The relevant tools here are called species tree methods. The idea goes back at least to Maddison (1997), and a good overview has been provided by Knowles (2009). Basically, we need to examine several individuals per species instead of only one, and preferably several independent gene regions. The species tree methods then try to infer the most parsimonious or most likely explanation for how the present species would have ended up with their respective shares of the various gene trees. For example, under the assumption that lineage sorting gradually takes place over time, the MDC method searches for the species phylogeny where the inferred splits in the embedded gene trees are as recent as possible.
Anyway, the details are not really important here and can be read up elsewhere. The take home messages are these:
- It is okay to infer high level phylogenies with one sample per species and few gene regions because there was more than enough time for lineage sorting to take place and for really big differences to accumulate between the reciprocally isolated lineages.

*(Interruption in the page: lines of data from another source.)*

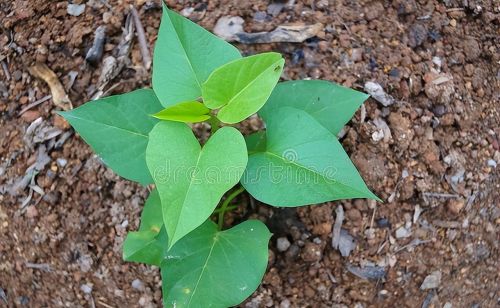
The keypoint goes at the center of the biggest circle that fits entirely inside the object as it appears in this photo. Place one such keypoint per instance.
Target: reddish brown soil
(443, 138)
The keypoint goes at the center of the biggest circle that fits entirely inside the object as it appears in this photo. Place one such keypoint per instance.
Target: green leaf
(191, 180)
(330, 104)
(117, 128)
(215, 268)
(185, 55)
(241, 87)
(302, 163)
(188, 112)
(149, 244)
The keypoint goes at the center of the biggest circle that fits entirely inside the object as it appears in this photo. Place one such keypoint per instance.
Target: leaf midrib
(204, 267)
(186, 194)
(184, 50)
(305, 168)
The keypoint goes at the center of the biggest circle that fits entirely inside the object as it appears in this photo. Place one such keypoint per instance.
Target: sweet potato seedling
(145, 136)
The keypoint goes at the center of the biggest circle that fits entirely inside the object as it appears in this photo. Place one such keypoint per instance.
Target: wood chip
(59, 96)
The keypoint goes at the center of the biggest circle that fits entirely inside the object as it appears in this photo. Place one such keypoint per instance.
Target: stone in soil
(432, 281)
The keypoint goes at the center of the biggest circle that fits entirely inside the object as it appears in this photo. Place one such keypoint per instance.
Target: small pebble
(75, 9)
(31, 211)
(402, 232)
(432, 281)
(282, 244)
(86, 288)
(455, 206)
(61, 162)
(383, 223)
(137, 284)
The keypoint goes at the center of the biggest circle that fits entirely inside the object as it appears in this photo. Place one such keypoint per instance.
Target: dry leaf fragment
(59, 96)
(230, 28)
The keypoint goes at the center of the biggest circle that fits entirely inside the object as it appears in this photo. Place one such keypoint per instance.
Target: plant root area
(430, 150)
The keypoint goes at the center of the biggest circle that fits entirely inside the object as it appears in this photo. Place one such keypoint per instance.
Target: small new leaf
(191, 180)
(187, 112)
(240, 88)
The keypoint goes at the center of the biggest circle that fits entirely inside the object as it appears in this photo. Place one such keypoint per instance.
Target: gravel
(282, 244)
(432, 281)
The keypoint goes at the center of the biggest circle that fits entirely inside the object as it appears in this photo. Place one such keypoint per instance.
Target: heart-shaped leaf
(215, 268)
(125, 122)
(328, 103)
(185, 55)
(188, 112)
(303, 157)
(191, 180)
(149, 244)
(241, 87)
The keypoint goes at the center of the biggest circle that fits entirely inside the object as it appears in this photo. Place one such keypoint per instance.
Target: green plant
(143, 136)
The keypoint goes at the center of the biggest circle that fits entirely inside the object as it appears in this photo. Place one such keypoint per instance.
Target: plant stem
(214, 123)
(226, 202)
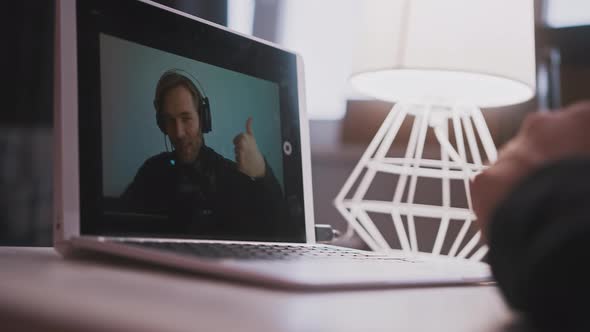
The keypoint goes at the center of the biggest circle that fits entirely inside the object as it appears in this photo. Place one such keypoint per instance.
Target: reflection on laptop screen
(191, 144)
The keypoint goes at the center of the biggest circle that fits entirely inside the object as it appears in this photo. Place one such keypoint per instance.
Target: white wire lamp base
(452, 165)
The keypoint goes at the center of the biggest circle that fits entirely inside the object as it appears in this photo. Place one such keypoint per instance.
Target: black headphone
(204, 111)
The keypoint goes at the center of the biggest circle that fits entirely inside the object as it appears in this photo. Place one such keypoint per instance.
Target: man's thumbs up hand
(248, 157)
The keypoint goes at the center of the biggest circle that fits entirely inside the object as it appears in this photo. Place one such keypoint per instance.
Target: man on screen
(200, 191)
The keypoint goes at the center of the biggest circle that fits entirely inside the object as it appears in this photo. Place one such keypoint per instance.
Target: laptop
(182, 143)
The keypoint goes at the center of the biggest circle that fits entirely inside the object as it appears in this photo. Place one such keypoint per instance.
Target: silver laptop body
(78, 199)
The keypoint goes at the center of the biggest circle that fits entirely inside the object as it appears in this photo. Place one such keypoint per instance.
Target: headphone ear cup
(205, 116)
(160, 122)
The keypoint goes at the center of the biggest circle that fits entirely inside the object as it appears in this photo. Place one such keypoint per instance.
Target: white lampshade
(479, 52)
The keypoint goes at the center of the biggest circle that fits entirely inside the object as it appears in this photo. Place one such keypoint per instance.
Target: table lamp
(439, 62)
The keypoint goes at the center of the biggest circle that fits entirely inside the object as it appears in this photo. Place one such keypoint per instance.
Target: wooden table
(39, 290)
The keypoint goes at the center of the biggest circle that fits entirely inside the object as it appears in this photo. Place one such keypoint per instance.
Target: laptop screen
(186, 129)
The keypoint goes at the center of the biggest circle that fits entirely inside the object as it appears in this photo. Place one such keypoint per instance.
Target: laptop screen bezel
(88, 71)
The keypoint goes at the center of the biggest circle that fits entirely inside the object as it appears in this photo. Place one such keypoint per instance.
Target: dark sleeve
(539, 237)
(258, 203)
(135, 193)
(148, 190)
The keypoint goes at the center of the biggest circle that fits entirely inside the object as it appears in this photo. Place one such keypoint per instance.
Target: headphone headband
(204, 110)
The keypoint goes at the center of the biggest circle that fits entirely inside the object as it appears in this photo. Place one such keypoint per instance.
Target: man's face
(182, 123)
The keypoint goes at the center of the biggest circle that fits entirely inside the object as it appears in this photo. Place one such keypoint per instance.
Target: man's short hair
(170, 80)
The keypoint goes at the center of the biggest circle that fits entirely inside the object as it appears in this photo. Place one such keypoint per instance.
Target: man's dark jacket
(208, 198)
(539, 246)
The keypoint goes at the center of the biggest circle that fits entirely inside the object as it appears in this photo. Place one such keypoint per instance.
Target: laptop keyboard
(261, 251)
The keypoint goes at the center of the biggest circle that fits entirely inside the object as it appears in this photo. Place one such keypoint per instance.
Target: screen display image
(189, 148)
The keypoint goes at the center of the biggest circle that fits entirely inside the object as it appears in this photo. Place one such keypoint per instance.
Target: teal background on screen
(129, 74)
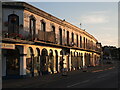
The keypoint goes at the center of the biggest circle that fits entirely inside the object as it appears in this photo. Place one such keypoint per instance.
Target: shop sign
(7, 46)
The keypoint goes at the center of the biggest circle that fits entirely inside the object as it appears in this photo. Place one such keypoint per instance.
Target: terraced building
(35, 42)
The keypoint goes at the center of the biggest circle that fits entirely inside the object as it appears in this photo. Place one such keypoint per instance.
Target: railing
(48, 37)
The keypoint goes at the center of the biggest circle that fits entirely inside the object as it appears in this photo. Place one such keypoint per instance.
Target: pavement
(26, 82)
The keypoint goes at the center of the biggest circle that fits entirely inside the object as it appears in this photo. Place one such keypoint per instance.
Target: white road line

- But it is problematic to use the same approach at very low taxonomic levels, e.g. to examine relationships between very closely related species, because they will share some ancestral genetic diversity, because individual gene regions can be expected to tell you different stories, and because some of them can be expected to be incongruent with the real species phylogeny.
- Just concatenating all your data and ignoring the problem is not an acceptable solution. At best, you will end up with the wrong answer, at worst with nothing but a big polytomy.
- The solution is to examine several (>=10?) samples per species, preferably representing most of its geographic distribution, and to use species tree methods.
Knowles LL, 2009. Estimating species trees: Methods of phylogenetic analysis when there is incongruence across genes. Systematic Biology 58: 463-467.
Maddison WP, 1997. Gene trees in species trees. Systematic Biology 46: 523-536.